Is there a preferred placement of termination resistor for a differential clock line?
Termination resistors sit at one of two places: As close to the driver as possible (for source termination), or as close to the end of the trace as possible (for the kind of termination that you have).
Notice that I said "as close to the end of the trace as possible", and not "as close to the receiver as possible"? There is a difference!
Most people think of the signal chain for end termination being like this: Driver --> Long Trace --> Termination --> Receiver. But that is incorrect. The termination should be at the end of the signal. Like this: Driver --> Long Trace --> Receiver --> Termination.
If you have several receivers, then you get this: Driver --> trace --> receiver1 --> trace -> receiver2 --> termination.
The reason for this is that the termination prevents the signal from reflecting back to the receiver(s) and corrupting their signal. In theory you could have a super long trace from the last receiver to the terminator and that would work just fine!

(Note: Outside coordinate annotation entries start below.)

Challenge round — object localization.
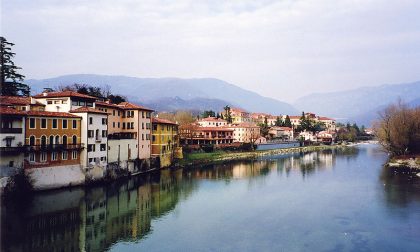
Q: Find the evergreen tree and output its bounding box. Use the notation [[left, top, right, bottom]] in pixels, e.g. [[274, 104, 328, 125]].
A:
[[0, 37, 30, 96]]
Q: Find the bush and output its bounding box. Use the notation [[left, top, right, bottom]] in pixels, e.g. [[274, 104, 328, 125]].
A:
[[4, 169, 34, 200]]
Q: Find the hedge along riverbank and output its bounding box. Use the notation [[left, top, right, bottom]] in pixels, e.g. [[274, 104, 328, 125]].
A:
[[177, 145, 349, 166]]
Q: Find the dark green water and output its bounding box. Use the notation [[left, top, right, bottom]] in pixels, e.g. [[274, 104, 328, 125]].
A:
[[1, 145, 420, 251]]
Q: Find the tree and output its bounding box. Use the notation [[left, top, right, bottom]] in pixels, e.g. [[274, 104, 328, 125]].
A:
[[223, 105, 232, 123], [284, 115, 293, 128], [374, 101, 420, 155], [0, 37, 30, 96], [201, 110, 216, 118], [274, 116, 284, 127]]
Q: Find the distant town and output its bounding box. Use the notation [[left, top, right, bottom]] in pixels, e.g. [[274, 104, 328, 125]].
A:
[[0, 89, 369, 189]]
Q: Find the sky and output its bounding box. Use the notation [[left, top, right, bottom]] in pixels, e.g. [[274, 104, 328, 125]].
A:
[[1, 0, 420, 102]]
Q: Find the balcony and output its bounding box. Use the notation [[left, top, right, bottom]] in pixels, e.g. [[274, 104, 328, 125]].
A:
[[24, 144, 84, 152], [0, 128, 22, 134], [0, 146, 28, 153]]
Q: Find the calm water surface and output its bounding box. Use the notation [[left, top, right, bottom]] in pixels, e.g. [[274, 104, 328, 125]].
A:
[[1, 145, 420, 251]]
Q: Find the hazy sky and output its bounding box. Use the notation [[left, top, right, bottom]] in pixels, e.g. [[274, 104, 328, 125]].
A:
[[1, 0, 420, 101]]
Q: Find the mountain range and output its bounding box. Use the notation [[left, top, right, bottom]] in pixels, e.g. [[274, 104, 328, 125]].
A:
[[27, 74, 298, 114], [27, 74, 420, 126], [294, 81, 420, 125]]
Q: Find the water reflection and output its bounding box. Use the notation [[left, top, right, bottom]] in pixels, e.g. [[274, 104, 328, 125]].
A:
[[1, 148, 420, 252]]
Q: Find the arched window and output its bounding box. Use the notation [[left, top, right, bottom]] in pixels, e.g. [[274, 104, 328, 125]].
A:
[[41, 136, 47, 147], [29, 136, 35, 146]]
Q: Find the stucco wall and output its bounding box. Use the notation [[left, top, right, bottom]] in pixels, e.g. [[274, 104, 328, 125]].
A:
[[25, 165, 85, 190]]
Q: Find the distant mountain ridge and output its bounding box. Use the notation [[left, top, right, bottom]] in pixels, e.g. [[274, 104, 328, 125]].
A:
[[26, 74, 298, 115], [294, 81, 420, 125]]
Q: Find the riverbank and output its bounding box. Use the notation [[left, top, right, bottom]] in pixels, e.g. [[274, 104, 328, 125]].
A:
[[386, 155, 420, 173], [176, 145, 350, 167]]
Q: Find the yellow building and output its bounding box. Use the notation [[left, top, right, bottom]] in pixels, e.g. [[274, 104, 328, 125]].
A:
[[152, 118, 182, 167]]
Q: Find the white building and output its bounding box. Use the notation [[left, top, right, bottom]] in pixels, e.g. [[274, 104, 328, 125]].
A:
[[198, 117, 227, 127]]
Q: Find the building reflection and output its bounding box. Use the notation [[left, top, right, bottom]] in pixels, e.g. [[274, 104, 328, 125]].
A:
[[1, 170, 198, 252], [1, 151, 342, 252]]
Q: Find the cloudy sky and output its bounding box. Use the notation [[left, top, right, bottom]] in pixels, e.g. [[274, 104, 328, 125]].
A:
[[1, 0, 420, 101]]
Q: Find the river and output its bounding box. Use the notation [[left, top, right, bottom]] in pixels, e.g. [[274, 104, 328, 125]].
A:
[[0, 145, 420, 252]]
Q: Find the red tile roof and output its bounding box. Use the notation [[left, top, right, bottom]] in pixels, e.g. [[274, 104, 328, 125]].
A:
[[34, 91, 97, 100], [194, 127, 233, 131], [95, 101, 121, 109], [318, 116, 335, 121], [0, 106, 25, 116], [70, 107, 108, 115], [0, 96, 45, 106], [152, 117, 178, 125], [200, 117, 226, 122], [0, 107, 80, 118], [118, 102, 153, 111]]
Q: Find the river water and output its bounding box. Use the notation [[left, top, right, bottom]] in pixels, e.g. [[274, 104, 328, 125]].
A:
[[0, 145, 420, 252]]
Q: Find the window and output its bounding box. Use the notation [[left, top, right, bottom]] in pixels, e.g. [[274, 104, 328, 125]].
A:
[[29, 136, 35, 146], [41, 136, 47, 146], [41, 118, 47, 129], [88, 144, 95, 152], [29, 118, 36, 129], [29, 153, 35, 162], [39, 152, 47, 162]]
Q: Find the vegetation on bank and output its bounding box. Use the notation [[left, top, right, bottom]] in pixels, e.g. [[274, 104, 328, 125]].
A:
[[374, 101, 420, 156]]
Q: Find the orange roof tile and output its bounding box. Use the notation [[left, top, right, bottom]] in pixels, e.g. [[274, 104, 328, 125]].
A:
[[0, 107, 80, 118], [70, 107, 108, 115], [118, 102, 153, 111], [0, 96, 45, 106], [152, 117, 178, 125], [34, 91, 96, 100]]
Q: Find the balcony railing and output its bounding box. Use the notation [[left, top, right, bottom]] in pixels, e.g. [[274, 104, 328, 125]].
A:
[[0, 146, 28, 153], [25, 144, 84, 152], [0, 128, 22, 134]]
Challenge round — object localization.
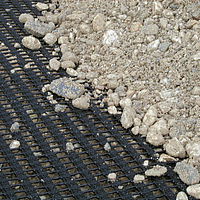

That is why your termination resistor is not near the driver-- because it doesn't have to be. The resistor is at the end of the line, right where it should be. There are other reasons why the resistor is placed that far away, but that isn't too important.
As for the little squiggles, that is because in a differental signal the lengths of the two traces should be identical in length. The Squiggles are done to adjust the length of one trace to make it match the other trace.
Like embedded.kyle says, the squiggle is a clue, but I disagree about the meaning. It's absolutely certain that they need to design with controlled impedance for 300 MHz, squiggle or now squiggle.
What the squiggle says to me is that they are being very careful about matching the trace length between the two lines in the differential pair. The reason to do this is to minimize common-mode reflections on the line, which could conceivably cause an emi problem. I think they moved the terminating resistor to make room for the squiggle.
However, given the frequency (300 MHz) and the size of the squiggle, I believe they are over-designing this. That small a squiggle is unlikely to have any meaningful effect at that frequency.
That said, they don't cause any problems with this design. What they've done is just move the termination down the line past the receiving part. This is a perfectly good design, and better than what you usually see, which is to put the termination first and then run a stub for a few more mm to reach the receiving part. In the case you show, the receiving part just causes a slight capacitive shunt at a midpoint on the line.